In summary, the validations demonstrate Dyn-Pri’s effectiveness in assessing privacy sensitivity across different V2G scenarios. Dyn-Pri accurately evaluates privacy sensitivity for EV users with diverse privacy preferences and awareness levels, exhibiting its ability to capture the relationship between data usage and user privacy demands. It also effectively distinguishes privacy sensitivity differences caused by varying service types and data sharing time spans. The results show that Dyn-Pri can reflect the nonlinear relationship between shared data parameters and privacy sensitivity, providing insights into optimizing data sharing practices. Furthermore, Dyn-Pri effectively differentiates privacy sensitivity under varying spatial adjacency conditions when considering intertwining influences among privacy elements, proving its capability to assess privacy risks accurately in complex V2G environments. Overall, these experiments confirm Dyn-Pri’s reliability and adaptability in privacy sensitivity assessment for V2G services.

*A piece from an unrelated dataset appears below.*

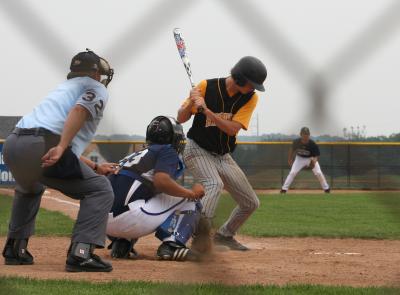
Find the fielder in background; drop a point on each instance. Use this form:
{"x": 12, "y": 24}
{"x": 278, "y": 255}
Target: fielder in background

3.5. The Computational Complexity Analysis of Dyn-Pri

The computational complexity of Dyn-Pri primarily consists of three distinct parts: First, the basic quantification module involves weighted summation of multi-dimensional indicators when calculating the objective privacy sensitivity (I), context-related subjective sensitivity (C), and participant experience-related subjective sensitivity (P), with a time complexity of O (n), where n is the number of data attributes or participants. Second, the dynamic intertwining influence module captures the dynamic relationships among the three elements through reinforcement learning, whose core is the neural network approximation of the Q-value function, resulting in a time complexity of O (k·m), where k is the number of training iterations and m is the dimension of the state space. Third, the overall assessment model integrates the results of the above two parts, with a time complexity of O (1). In summary, the total time complexity of Dyn-Pri can be expressed as O (n + k·m), where n is the scale of basic data, and k and m are related to reinforcement learning training.

4. Conclusions

This paper presents Dyn-Pri, a novel multidimensional privacy sensitivity assessment framework for V2G interactive service scenarios. Dyn-Pri addresses the limitations of existing privacy sensitivity assessment methods by incorporating a comprehensive multi-dimensional quantification model that integrates objective and subjective privacy elements. It also considers the dynamic coupling relationships among these elements. Through experimental validations across three typical V2G scenarios, i.e., residential EV charging, county-level charging station regulation, and city-level multi-operator V2G interactions, the results demonstrate that Dyn-Pri significantly improves the precision of sensitivity assessments. It effectively balances data utilization and privacy protection, thereby enhancing renewable energy integration efficiency while ensuring cross-domain data security. The experimental outcomes confirm Dyn-Pri’s feasibility and effectiveness in assessing privacy sensitivity across diverse V2G scenarios. Future research will explore the integration of Dyn-Pri with transfer learning to broaden its applicability in various power-related scenarios, providing practical guidance for data pricing and privacy protection in emerging power market trends and cross-domain information fusion.

Though the experimental validations in Section 3 have validated Dyn-Pri’s functionality and performance, there still exists some limitations to be addressed in future research, including how to perform incremental privacy sensitivity assessments that capture both the commonalities and the distinct requirements of diverse V2G services, and how to remain fully aligned with current vehicle-to-charger communication standards and their evolving data collection capabilities. Of course, the issues mentioned will be the primary focus of our forthcoming Dyn-Pri+ research.